Yes, it is difficult. You need to generate a label, and put the label
number in an unspec in the auipc pattern, and then create a label_ref
to put in the addi. The fact that we have an unspec and a label_ref
means a number of optimizations get disabled, like basic block
duplication and loop unrolling, because they can't make a copy of an
instruction that uses a label as data, as they have no way to know how
to duplicate the label itself. Or at least RISC-V needs to create one
label. You probably need to create two labels.
There is a far easier way to do this, which is to just emit an
assembler macro, and let the assembler generate the labels and
relocs. This is what the RISC-V GCC port does by default. This
prevents some optimizations like scheduling the two instructions, but
enables some other optimizations like loop unrolling. So it is a
tossup. Sometimes we get better code with the assembler macro, and
sometimes we get better code by emitting the auipc and addi separately.
Thanks all,
I'll take this approach first, add "lla, dlla" pseudo-instructions to
assembler and seeking optimization
in future.
Btw I found we don't have any document for MIPS pseudo-instructions.

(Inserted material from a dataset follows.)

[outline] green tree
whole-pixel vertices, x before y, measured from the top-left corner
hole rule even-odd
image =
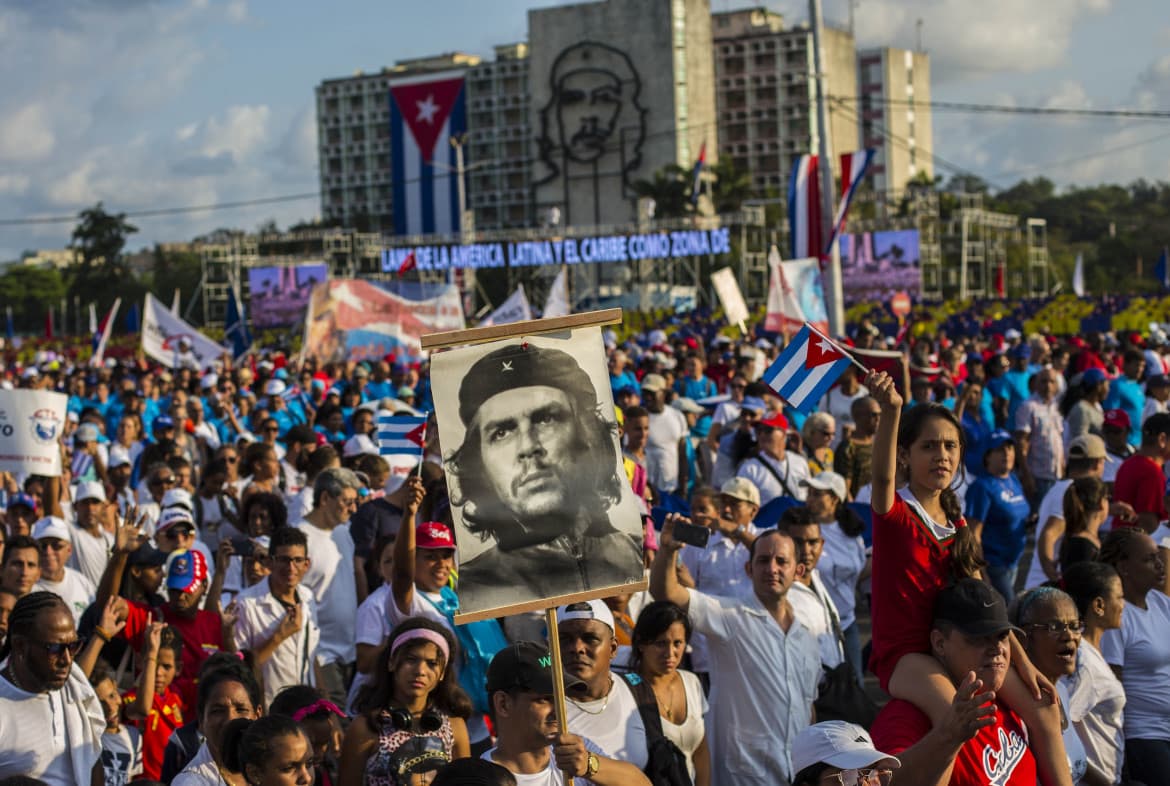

RISC-V put them in ISA manual
but it is not the case for MIPS. Is it possible to have one in binutils?
The RISC-V gcc port can emit the auipc/addi with
-mexplicit-relocs -mcode-model=medany, but this is known to sometimes
fail. The problem is that if you have an 8-byte variable with 8-byte
alignment, and try to load it with 2 4-byte loads, gcc knows that
offset+4 must be safe from overflow because the data is 8-byte
aligned. However, when you use a pc-relative offset that is data
address-code address, the offset is only as aligned as the code is.
RISC-V has 2-byte instruction alignment with the C extension. So if
you have offset+4 and offset is only 2-byte aligned, it is possible
that offset+4 may overflow the add immediate field. The same thing
can happen with 16-byte data that is 16-byte aligned, accessed with
two 8-byte loads. There is no easy software solution. We just emit a
linker error in that case as we can't do anything else. I think this
would work better if auipc cleared some low bits of the result, in
which case the pc-relative offset would have enough alignment to
prevent overflow when adding small offsets, but it is far too late to
change how the RISC-V auipc works.
Got your point, thanks for the remainder!
If it looks infeasible for GCC side, another option would be adding
RISC-V style
%pcrel_{hi,lo} modifier at assembler side. We can add another pair of
modifier
like %pcrel_paired_{hi,lo} to implement the behavior. Would it be
a good
idea?
I wouldn't recommend following the RISC-V approach for the relocation.
Thanks.
- Jiaxun
Jim